For consumer-facing products with viral growth goals, a public leaderboard of top referrers creates additional social incentive. Displaying the top 10 referrers by name (with their permission) signals that real people are engaged and competing for position. This works particularly well for products targeting developer communities, where public recognition has social currency.

The leaderboard query:

// Get top referrers for public display
export async function getTopReferrers(limit = 10) {
  return prisma.waitlistEntry.findMany({
    where: { referralCount: { gt: 0 } },
    orderBy: { referralCount: 'desc' },
    take: limit,
    select: {
      name: true,
      referralCount: true,
      position: true,
      // Never expose email in public display
    },
  });
}

Only include this if your waitlist audience is the type to engage with public competition. For B2B enterprise-focused products, the leaderboard can feel out of place — a quiet referral link is more appropriate than a public contest.


Analytics and Source Tracking

When your waitlist reaches several hundred signups, knowing where they came from becomes strategically important. A single viral tweet can drive more signups than three months of blog posts. Knowing that changes where you spend time.
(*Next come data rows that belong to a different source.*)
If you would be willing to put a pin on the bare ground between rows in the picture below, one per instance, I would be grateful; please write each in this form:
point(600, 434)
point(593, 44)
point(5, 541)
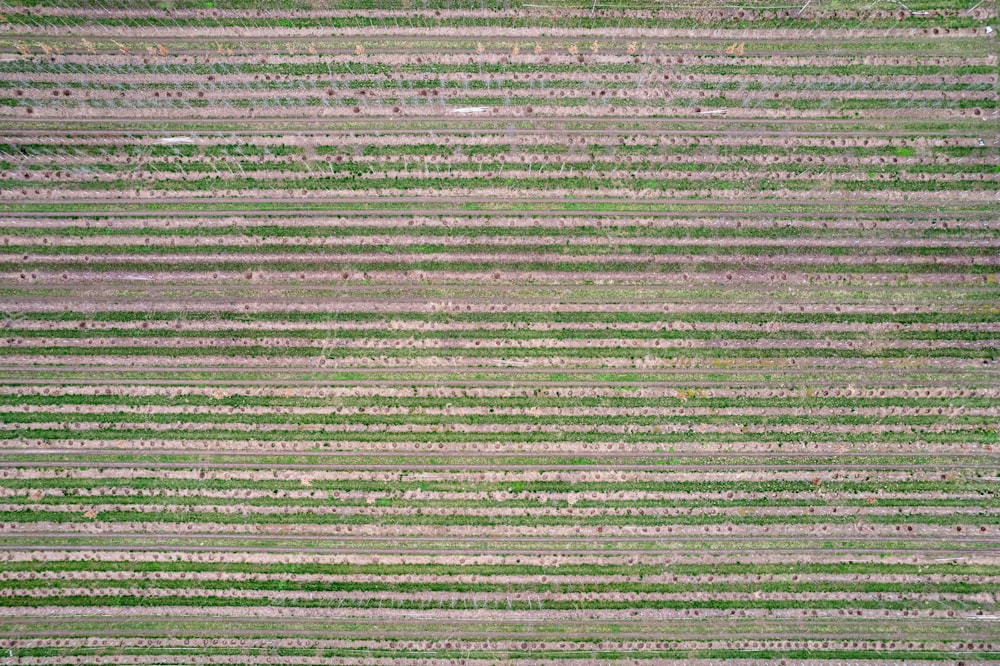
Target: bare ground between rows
point(238, 625)
point(921, 545)
point(899, 374)
point(209, 212)
point(716, 126)
point(590, 453)
point(434, 382)
point(484, 466)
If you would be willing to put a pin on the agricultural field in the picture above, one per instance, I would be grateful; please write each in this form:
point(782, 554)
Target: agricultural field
point(491, 332)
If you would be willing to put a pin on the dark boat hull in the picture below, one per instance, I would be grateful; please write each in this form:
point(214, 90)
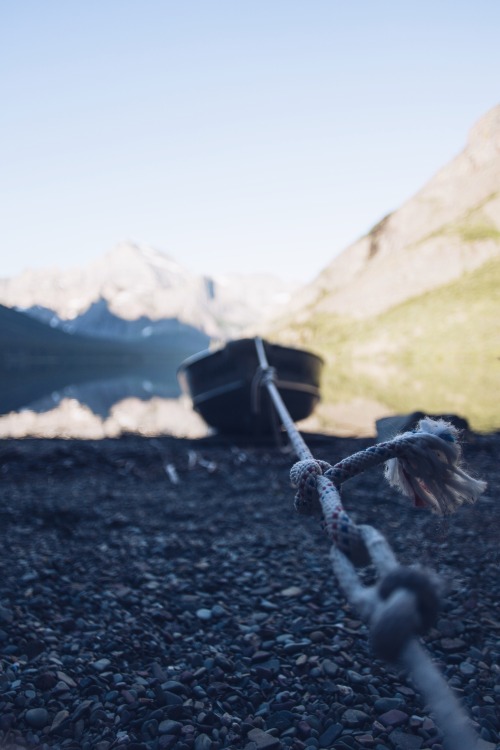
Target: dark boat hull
point(223, 385)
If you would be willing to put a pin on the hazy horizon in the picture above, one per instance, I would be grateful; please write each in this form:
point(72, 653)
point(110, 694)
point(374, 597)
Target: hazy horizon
point(248, 138)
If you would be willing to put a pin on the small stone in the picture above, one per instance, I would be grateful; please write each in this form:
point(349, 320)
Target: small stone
point(168, 726)
point(59, 718)
point(393, 718)
point(263, 740)
point(101, 665)
point(365, 740)
point(330, 735)
point(329, 667)
point(353, 717)
point(467, 668)
point(292, 591)
point(386, 704)
point(281, 720)
point(37, 718)
point(402, 741)
point(452, 644)
point(204, 614)
point(202, 742)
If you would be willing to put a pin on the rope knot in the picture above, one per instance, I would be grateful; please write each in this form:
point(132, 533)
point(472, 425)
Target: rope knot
point(409, 604)
point(303, 477)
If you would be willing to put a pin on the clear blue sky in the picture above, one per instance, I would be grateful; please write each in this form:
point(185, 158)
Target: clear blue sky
point(235, 135)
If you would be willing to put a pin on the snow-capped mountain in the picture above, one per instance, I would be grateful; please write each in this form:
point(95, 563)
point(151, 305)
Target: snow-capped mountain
point(138, 283)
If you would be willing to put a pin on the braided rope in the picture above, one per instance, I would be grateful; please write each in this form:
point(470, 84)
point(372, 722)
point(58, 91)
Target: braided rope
point(425, 466)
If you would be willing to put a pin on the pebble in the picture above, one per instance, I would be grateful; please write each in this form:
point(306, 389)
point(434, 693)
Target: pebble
point(393, 718)
point(101, 665)
point(108, 640)
point(402, 741)
point(204, 614)
point(37, 717)
point(353, 717)
point(263, 740)
point(467, 668)
point(331, 734)
point(203, 742)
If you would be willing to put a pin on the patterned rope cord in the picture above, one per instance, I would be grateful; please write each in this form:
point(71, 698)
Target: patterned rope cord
point(425, 465)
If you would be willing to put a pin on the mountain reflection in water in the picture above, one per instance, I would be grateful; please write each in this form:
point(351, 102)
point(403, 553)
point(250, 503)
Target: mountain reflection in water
point(72, 404)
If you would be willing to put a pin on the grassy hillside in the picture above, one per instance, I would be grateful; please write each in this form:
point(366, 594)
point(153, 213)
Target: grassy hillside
point(439, 352)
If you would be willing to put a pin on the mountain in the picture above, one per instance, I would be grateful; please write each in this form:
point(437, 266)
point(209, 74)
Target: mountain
point(38, 360)
point(138, 282)
point(448, 228)
point(408, 316)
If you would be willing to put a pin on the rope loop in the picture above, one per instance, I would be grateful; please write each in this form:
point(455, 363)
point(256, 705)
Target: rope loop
point(408, 606)
point(303, 476)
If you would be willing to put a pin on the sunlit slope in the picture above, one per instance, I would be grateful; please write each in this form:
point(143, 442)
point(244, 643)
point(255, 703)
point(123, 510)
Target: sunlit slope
point(438, 352)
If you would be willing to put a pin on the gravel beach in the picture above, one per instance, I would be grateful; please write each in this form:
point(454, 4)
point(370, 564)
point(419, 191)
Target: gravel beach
point(163, 594)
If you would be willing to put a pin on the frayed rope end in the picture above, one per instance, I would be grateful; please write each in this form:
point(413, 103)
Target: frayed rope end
point(429, 472)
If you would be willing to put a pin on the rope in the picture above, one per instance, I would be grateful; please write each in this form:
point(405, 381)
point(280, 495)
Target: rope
point(425, 465)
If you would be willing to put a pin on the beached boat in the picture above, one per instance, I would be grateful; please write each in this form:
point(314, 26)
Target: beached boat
point(226, 385)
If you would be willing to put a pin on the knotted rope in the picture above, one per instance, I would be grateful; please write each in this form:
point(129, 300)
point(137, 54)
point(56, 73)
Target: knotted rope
point(425, 465)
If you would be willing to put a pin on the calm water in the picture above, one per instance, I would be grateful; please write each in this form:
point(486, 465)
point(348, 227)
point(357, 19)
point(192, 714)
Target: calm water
point(68, 403)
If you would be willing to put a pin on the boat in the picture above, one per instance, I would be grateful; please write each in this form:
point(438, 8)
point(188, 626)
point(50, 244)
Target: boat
point(226, 385)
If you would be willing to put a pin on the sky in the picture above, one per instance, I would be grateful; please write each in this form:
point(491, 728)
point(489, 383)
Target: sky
point(242, 136)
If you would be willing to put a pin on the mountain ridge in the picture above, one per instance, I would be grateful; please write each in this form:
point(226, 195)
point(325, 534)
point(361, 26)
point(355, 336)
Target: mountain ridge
point(137, 280)
point(450, 226)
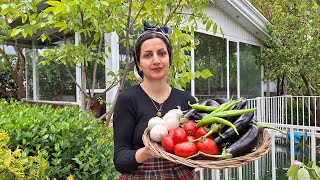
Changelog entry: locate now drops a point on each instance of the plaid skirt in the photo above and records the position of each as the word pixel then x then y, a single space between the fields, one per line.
pixel 160 169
The source field in the schema handles UTM-based attribution. Capture it from URL parameters on landing:

// Capture source from URL params
const source =
  new URLSearchParams(window.location.search).get('utm_source') ??
  new URLSearchParams(window.location.search).get('source') ??
  document.referrer ? new URL(document.referrer).hostname : 'direct';

With source tracking in place, your admin dashboard can show a simple breakdown: signups from Twitter, Product Hunt, Hacker News, direct traffic, and referral links. After 500 signups, look at conversion-to-paid rates by source — not just total signup counts. A community that drives 50 signups with 40% conversion beats a viral tweet that drove 500 signups with 2% conversion.

The referral source field also lets you reward top-performing channels: a community where 200 members signed up from a single thread deserves a thank-you post or an early access code for that community's audience.


For a full blog and SEO setup to go alongside your waitlist landing page, how to add a blog for SEO to your SaaS boilerplate covers the complete content marketing stack. For converting waitlist signups to paying customers with a Stripe checkout, best boilerplates for micro-SaaS covers the full one-click payment flow. For analytics to track where your waitlist signups originate, SEO in SaaS boilerplates covers UTM tracking and source attribution.


Methodology

Implementation patterns based on standard Next.js API routes and Resend email documentation. Referral mechanics based on Viral Loops and similar services' public playbooks. Conversion benchmarks sourced from Indie Hackers community discussion on waitlist-to-paid conversion rates.